Luckily, large expenditures like replacing the furnace or the roof are spaced out over many years. When it’s time to use the reserves or mandate a special monetary assessment, the homeowners association will vote on what to do.

Who Runs The Homeowners Association?

The homeowners! Typically, the association board members are elected from within the residents by all the residents in the building. During the regular HOA meetings, homeowners can discuss big projects or issues. When major decisions need to be made — like dipping into the reserves — all homeowners vote on it.

The board follows and implements official rules, bylaws and processes. These are sometimes called covenants or CC&Rs (Covenants, Conditions & Restrictions). CC&Rs determine what kinds of changes can be made to the exterior of your home, determine if you can own pets (and, if so, what kind), state what qualifies as a quorum on major projects in need of a vote and so on.

Buyer FAQ: What is the City of Chicago Condo Ordinance?

Chapter 13-72 of the Municipal Code of Chicago is the City of Chicago’s Condominium Ordinance. This is an official government document that protects the rights of the tenants in condo buildings. You should get a copy from your REALTOR®.

Buyer FAQ: When will you receive a copy of the bylaws or CC&R to review?

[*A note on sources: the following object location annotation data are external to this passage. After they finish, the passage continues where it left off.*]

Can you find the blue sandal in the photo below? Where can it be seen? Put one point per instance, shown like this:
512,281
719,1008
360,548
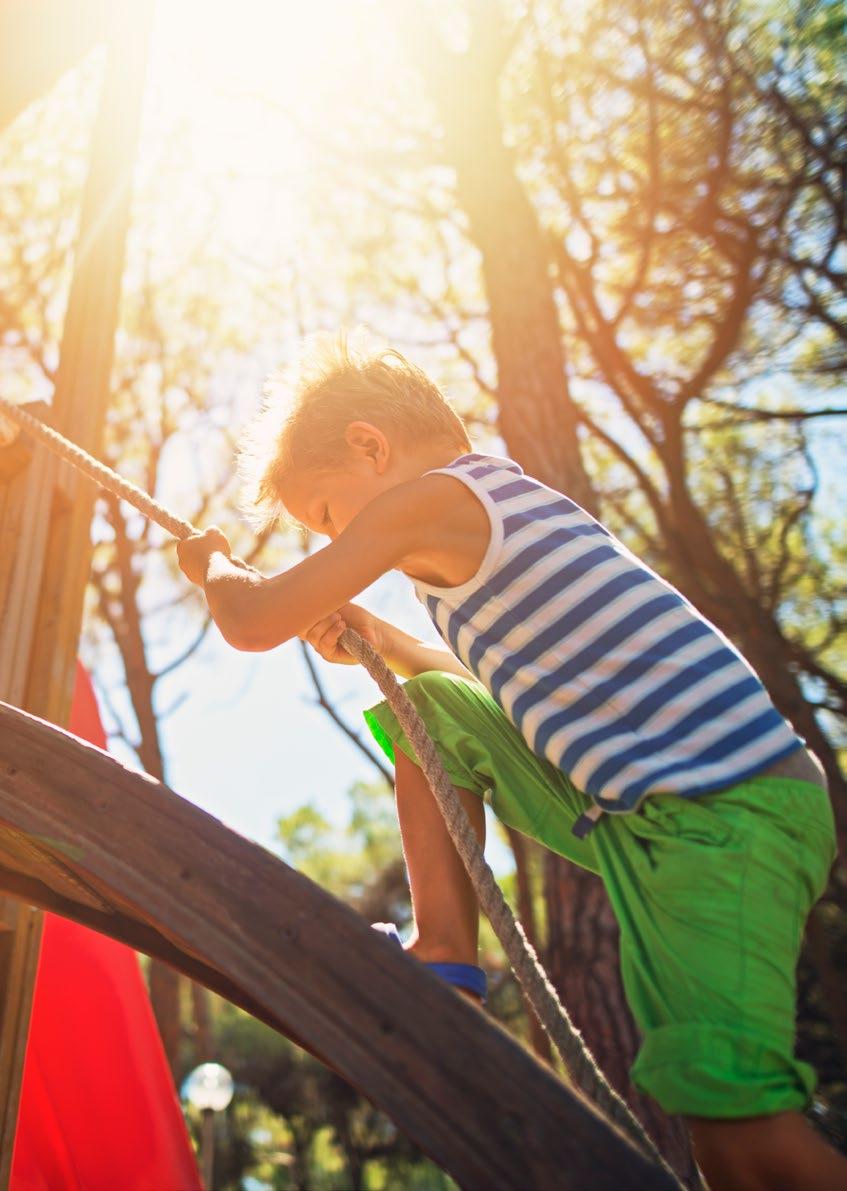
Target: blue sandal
461,976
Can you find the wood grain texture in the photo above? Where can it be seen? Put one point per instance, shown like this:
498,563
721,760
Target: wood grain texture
110,847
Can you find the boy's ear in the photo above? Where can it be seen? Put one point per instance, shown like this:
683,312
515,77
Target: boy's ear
368,442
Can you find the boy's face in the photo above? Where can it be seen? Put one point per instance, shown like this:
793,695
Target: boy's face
327,500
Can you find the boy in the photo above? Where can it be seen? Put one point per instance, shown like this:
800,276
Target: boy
568,659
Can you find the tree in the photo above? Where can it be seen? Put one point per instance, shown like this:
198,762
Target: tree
615,223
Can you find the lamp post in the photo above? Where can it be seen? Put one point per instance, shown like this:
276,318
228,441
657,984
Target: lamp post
210,1089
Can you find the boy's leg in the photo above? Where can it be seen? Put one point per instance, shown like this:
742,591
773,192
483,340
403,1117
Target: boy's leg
765,1153
712,895
443,899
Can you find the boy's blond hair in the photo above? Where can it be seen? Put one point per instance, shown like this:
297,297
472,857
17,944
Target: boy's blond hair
306,412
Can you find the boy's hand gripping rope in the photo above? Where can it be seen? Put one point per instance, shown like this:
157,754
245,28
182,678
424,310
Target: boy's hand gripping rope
577,1058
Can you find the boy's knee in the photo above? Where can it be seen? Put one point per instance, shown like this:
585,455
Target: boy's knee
437,686
761,1153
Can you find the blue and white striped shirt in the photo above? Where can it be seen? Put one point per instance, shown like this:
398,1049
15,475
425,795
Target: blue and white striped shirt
602,666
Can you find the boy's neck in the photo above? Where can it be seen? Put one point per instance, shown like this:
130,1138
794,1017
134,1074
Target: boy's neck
430,459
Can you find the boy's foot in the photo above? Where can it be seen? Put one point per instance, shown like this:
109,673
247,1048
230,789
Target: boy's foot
466,977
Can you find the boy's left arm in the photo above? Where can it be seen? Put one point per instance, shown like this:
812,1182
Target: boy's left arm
255,613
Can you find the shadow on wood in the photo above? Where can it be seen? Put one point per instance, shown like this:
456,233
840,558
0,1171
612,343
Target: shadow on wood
92,840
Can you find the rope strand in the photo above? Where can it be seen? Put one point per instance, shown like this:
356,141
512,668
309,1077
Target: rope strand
577,1058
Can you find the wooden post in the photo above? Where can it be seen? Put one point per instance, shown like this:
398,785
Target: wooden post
45,509
107,846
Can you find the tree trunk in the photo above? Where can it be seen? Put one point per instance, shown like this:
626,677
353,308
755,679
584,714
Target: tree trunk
126,630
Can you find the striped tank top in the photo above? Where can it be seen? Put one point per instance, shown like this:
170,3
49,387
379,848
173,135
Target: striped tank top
602,666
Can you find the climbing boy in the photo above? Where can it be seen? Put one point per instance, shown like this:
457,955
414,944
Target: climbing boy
596,710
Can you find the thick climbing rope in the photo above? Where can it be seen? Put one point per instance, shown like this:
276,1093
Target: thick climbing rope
540,993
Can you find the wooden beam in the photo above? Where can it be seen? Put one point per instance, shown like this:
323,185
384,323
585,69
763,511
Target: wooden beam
45,507
116,849
39,39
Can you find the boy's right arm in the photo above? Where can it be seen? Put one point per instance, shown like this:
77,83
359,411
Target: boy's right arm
406,655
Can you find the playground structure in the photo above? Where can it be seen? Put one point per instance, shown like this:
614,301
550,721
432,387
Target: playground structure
107,847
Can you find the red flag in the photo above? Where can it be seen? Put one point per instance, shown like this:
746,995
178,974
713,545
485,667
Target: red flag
98,1107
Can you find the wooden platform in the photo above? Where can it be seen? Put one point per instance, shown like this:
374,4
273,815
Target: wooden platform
106,846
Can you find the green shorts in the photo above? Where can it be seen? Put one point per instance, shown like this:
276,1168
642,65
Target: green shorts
711,896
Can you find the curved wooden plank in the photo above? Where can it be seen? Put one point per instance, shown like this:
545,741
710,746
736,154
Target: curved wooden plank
110,847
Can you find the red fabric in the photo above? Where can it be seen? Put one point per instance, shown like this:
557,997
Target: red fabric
98,1105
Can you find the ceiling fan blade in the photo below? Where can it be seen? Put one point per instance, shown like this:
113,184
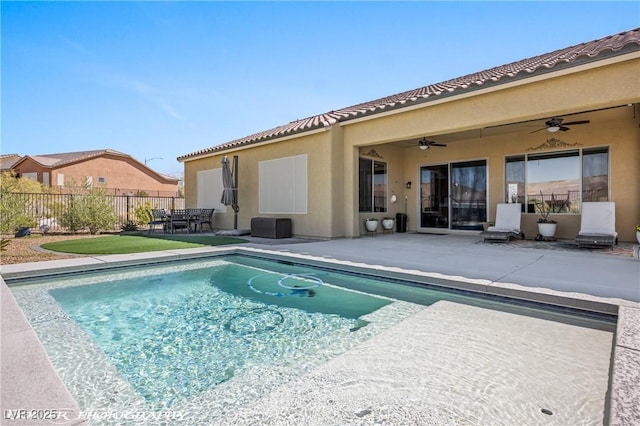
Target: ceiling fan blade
573,123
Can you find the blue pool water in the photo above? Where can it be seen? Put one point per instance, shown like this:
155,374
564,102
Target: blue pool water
178,332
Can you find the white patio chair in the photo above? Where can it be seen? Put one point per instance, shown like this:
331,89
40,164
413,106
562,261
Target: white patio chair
598,225
507,224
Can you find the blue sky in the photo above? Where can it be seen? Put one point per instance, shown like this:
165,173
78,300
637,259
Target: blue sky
163,79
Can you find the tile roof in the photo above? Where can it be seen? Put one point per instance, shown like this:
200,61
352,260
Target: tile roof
571,56
8,160
57,160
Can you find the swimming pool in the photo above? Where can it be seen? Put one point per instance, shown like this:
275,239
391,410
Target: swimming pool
241,304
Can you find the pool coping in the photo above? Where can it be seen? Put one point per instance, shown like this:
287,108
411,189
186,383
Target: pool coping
624,388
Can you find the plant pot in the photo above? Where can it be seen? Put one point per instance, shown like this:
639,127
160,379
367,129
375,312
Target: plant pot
371,225
547,230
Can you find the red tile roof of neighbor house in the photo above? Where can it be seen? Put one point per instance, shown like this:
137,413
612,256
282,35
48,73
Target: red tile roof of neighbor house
8,160
64,158
60,159
595,50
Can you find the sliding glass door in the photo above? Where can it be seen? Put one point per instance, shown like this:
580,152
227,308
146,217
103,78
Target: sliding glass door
434,195
454,196
468,195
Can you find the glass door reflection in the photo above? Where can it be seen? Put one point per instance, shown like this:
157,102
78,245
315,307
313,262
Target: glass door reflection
468,195
434,196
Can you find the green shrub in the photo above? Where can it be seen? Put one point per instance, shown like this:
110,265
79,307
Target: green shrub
91,209
14,206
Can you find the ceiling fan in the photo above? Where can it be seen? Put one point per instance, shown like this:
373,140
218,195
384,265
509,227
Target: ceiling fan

The condo association’s documents will be shared with you when you enter the attorney review period. Ask your REALTOR® to provide a complete journey of the transaction!

So, Are HOAs and HOA Fees For Me?

In Chicago, HOAs are a common entity. Explore different neighborhoods and building types if you’re interested in a condo but would like to target a specific price point in monthly HOA fees.

Here are some helpful considerations you should make as a prospective buyer so you can evaluate if a building with an HOA is the right fit for your living style:

  1. How do you prefer to pay for maintenance for your home – are you comfortable with making a monthly deposit for a future expense or with paying out of pocket when the emergency or need arises?
  2. How does something like a monthly HOA fee factor on top of your estimated monthly mortgage payment?
  3. What sorts of utilities are you comfortable being bundled into these fees?
  4. How important are lifestyle amenities like gyms, pools and common kitchens?
  5. How much freedom or autonomy do you want to make changes to your home?
  6. Do you have a preference between owner-occupied or investor-owned buildings?
  7. Do you plan on turning your home into a future investment property?

When in doubt, ask your REALTOR® about HOA fees during the homebuying process.